Garis batas wilayah negara Timor Leste (Motain) dengan Indonesia di batasi oleh
sebuah sungai kecil, sudah tentu perbatasan wilayah kedua negara tersebut akan menimbulkan
berbagai permasalahn karena jarak yang sangat berdekatan memudahkan timbulnya
kerawanan bagi keamanan wilayah Timor Leste.
Timbulnya
masalah di perbatasan Wilayah Timor Leste – Indonesia karena kerawanan batas wilayah
kedua negara yang strategis, stabilitas keamanan kedua negara yang belum 100% terjamin
aman, ditinjauh dari aspek historis atau sejarahnya, masyarakat yang berada
diwilayah perbatasan kedua negara tersebut memiliki ciri khas yang sama yaitu
persamaan bahasa, ras, warna kulit juga sebagian besar masyarakat yang memiliki
keluarga di seberang (Atambua) sehingga memudahkan warga seberang melakukan bisnis
gelap masuk ke wilayah Timor Leste karena target harga yang berbeda, dan
perbedaan mata uang yang berlaku yaitu Rupiah ke Dolar yang memiliki kesenjangan
yang berbeda jauh, karena kurang terjaminnya stabilitas keamanan bagi kedua
negara tersebut.
1.2 Rumusan Masalah
1.2.1
Bagaimana kebijakan pemerintah Timor Leste dalam menyelesaikan permasalahan di
wilayah perbatasan Timor Leste (Motain) dengan Indonesia?
1.3 CONTOH KASUS
1.3.1
Konflik perbatasan yang menurut Aiex Mendonca, bahwa perbatasan antara Timor
Leste dengan Indonesia belum dikatakan mengikuti kaidah Internasional karena
sebagai buktinya pembangunan pos perbatasan yang masih dalam kawasan bebas
(free area), yang jaraknya sekitar 1 km dari bibir perbatasan Timor Leste.

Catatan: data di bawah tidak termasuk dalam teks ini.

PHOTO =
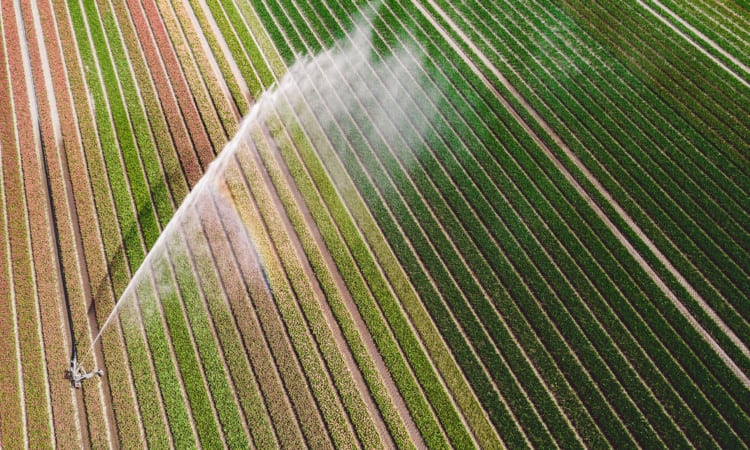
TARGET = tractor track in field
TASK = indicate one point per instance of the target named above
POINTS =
(585, 195)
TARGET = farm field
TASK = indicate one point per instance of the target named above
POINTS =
(403, 223)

Sehingga dikatakan tidak pas untuk mengadakan penangkapan kepada masyarakat
manapun.
1.3.2 Contoh kasus penyeludupan bahan bakar minyak (BBM) dan
kebutuhan bahan pokok ekonomi lainnya yang dijual oleh masyarakat bagian Timor Barat
kepada masyarakat bagian Timor Leste secara ilegal.
KESIMPULAN
Sejak
terpisahya Timor Leste menjadi negara tersendiri tepat pada tahun 1999. Timor
Leste dengan Indonesia memiliki sejarah yang panjang hinngga saat ini masih
merupakan dasar yang kuat bagi kedua negara untuk saling bekerjasama dan saling
memberi kepercayaan, karena sebelumnya Timor Leste merupakan wilayah /propinsi
bagian dari negara Republik Indonesia.
Timbulnya masalah di perbatasan Wilayah Timor Leste – Indonesia
karena kerawanan batas wilayah kedua negara yang strategis, stabilitas keamanan
kedua negara yang belum 100% terjamin aman, ditinjauh dari aspek historis atau
sejarahnya, masyarakat yang berada diwilayah perbatasan kedua negara tersebut
memiliki ciri khas yang sama yaitu persamaan bahasa, ras, warna kulit juga
sebagian besar masyarakat yang memiliki keluarga di seberang (Atambua) sehingga
memudahkan warga seberang melakukan bisnis gelap masuk ke wilayah Timor Leste
karena target harga yang berbeda, dan perbedaan mata uang yang berlaku yaitu
Rupiah ke Dolar yang memiliki kesenjangan yang berbeda jauh, karena kurang
terjaminnya stabilitas keamanan bagi kedua negara tersebut.